A: [slachtoffer] , geboren op [geboortedatum] te [geboorteplaats] .
V: Tegen wie doet u aangifte?
A: [verdachte] . Zijn achternaam ken ik niet
p. 27
V: Hoe kwam ze terug? Vertel daar eens over?
A: Ik dacht dat mijn dochter thuis was met haar laptop. Ik kon haar bij thuiskomst niet vinden en ik ben haar gaan zoeken. En ik heb haar niet gevonden. Ik heb overal gezocht. Ik ben gaan checken op de bovenste verdieping. Dat is een flatverdieping en ik trof mijn dochter aan op de trap. Zij leunde over de trapleuning en ze was aan het huilen. Zij hing erover heen en zij kon niet naar beneden komen. Ik heb mijn dochter op mijn schouder genomen. Ik vroeg haar waarom zij niet naar beneden kon komen. Ze zei dat hij haar had verkracht. Daarna hebben we de politie gebeld.
p. 28
V: Wat is er gezegd door [slachtoffer] , uw dochter?

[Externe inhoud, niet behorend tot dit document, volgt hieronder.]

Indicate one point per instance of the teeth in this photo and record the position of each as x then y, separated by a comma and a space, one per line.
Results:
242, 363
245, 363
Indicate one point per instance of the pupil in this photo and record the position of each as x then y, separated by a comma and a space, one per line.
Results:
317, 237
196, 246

A: Ze zei, hij heeft mij verkracht. Ze vertelde dat zij hem buiten had getroffen en dat hij aan haar vroeg of zij meewilde naar zijn kamer. Om hem te troosten is ze met hem meegegaan. Toen ze dicht bij zijn huis waren, wilde ze weggaan. Hij zei dat ze er nu toch was en dat ze nu wel even binnen kon kijken. Ze heeft dat toen gedaan. In zijn huis hebben ze gesproken over de Bijbel en over het woord van God. Daarna stond hij op en is hij het bed gaan opmaken. Hij vroeg aan [slachtoffer] om te helpen met het opmaken van het bed. Dat heeft ze gedaan. Daarna pakte hij haar vast en gooide hij haar op het bed. Hij pakte haar armen vast boven haar hoofd en zei toen dat ze nu niet meer weg kon.
Ze was geschokt en ze kon niets meer doen. Hij heeft toen haar broek uitgetrokken en hij heeft haar verkracht. Toen zei hij tegen haar dat ze het niet tegen haar ouders mocht zeggen. Ze mocht haar gezicht wassen en daarna moest ze naar huis.

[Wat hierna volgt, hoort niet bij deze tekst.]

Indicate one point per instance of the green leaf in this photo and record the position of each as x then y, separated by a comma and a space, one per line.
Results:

Proces-verbaal van verhoor getuige d.d. 7 augustus 2017 (dossierpagina’s 30 – 40), zakelijk weergegeven onder meer inhoudende de verklaring van het slachtoffer [slachtoffer] :
p. 32
O: We gaan je nu vragen stellen over wat er maandag 31 juli is gebeurd.
V: Kan je vertellen hoe de maandag 31 juli voor jou verlopen is?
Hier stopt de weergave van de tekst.